Enon – Paul Harding

Voilà un roman qui n’a absolument rien de joyeux : Kate, la fille adolescente de Charlie, meurt à vélo, renversée par une voiture. Quelques temps plus tard, sa femme le quitte. Ce roman suit son deuil et sa déchéance dans la saleté, la drogue et l’alcool durant l’année qui suit, dans la petite ville d’ Enon.

Charlie est passionné par l’histoire locale, et ses divagations sont souvent peuplées de personnages ayant marqué les annales d’Enon aux siècles derniers, notamment des jeunes filles auxquelles il trouve des points communs avec Kate, tandis que ses pérégrinations dans le cimetière voisin donnent une couleur gothique au récit.

 

Charlie est un beautiful loser dont on suit les péripéties tragi-comiques, comme lorsqu’il pénètre par effraction chez une ancienne cliente pour voler des tranquillisants, ou tente de socialiser avec le gérant de la supérette.

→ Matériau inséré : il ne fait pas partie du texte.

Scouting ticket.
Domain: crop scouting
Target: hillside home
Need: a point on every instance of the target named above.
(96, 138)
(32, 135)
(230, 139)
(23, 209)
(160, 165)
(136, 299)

C’est un personnage que j’ai trouvé attachant, car jamais je n’ai senti que l’auteur voulait qu’il nous fasse pitié. On voit un homme qui souffre, dans une période de sa vie très particulière, et qui réagit comme il peut à cette douleur intense.

Les flash-backs qui retracent la vie d’avant, quand Kate était encore vivante et que la famille vivait heureuse, empêchent qu’il soit jugé pour ce qu’il est devenu, en lui redonnant la part de normalité qui lui manque après la mort de sa fille : Charlie a été un mari, un père, un professionnel mature, aimant et responsable avant la catastrophe qui a changé sa vie en chaos.J’ai trouvé le texte très beau, triste et sombre, sans tomber dans le misérabilisme. L’atmosphère de ce roman est à la fois brumeuse lorsque Charlie se noie dans l’alcool et ses souvenirs, et vive quand il tente de sortir de chez lui et de retourner dans le monde. C’est un très beau portrait d’homme dans une phrase difficile de sa vie, et une jolie découverte d’un auteur dont je n’avais encore jamais entendu parler.

L’avis également enthousiaste de Jérôme.

39e contribution au Challenge 1% Rentrée Littéraire 2014 organisé par Hérisson.

 

Publié aux Editions Le Cherche Midi le 21 août 2014, traduit par Pierre Demarty, 288 pages.

9 commentaires sur “Enon – Paul Harding

  1. J'ai lu Les foudroyés de Paul Harding. J'ai vraiment beaucoup aimé son écriture, mais j'ai eu un peu de mal avec l'aspect décousu du roman. La manière dont tu parles d'Enon laisse présager la même trame avec des aller-retours dans le passé ; cela dit l'histoire a l'air très belle… Je me laisserai probablement tenter à l'occasion 😉

  2. Ah oui, je l'ai aimé ce roman. Il est beaucoup plus facile à appréhender que Les foudroyés (pour répondre au commentaire ci-dessus) mais l'écriture de Paul Harding est d'une force incroyable je trouve.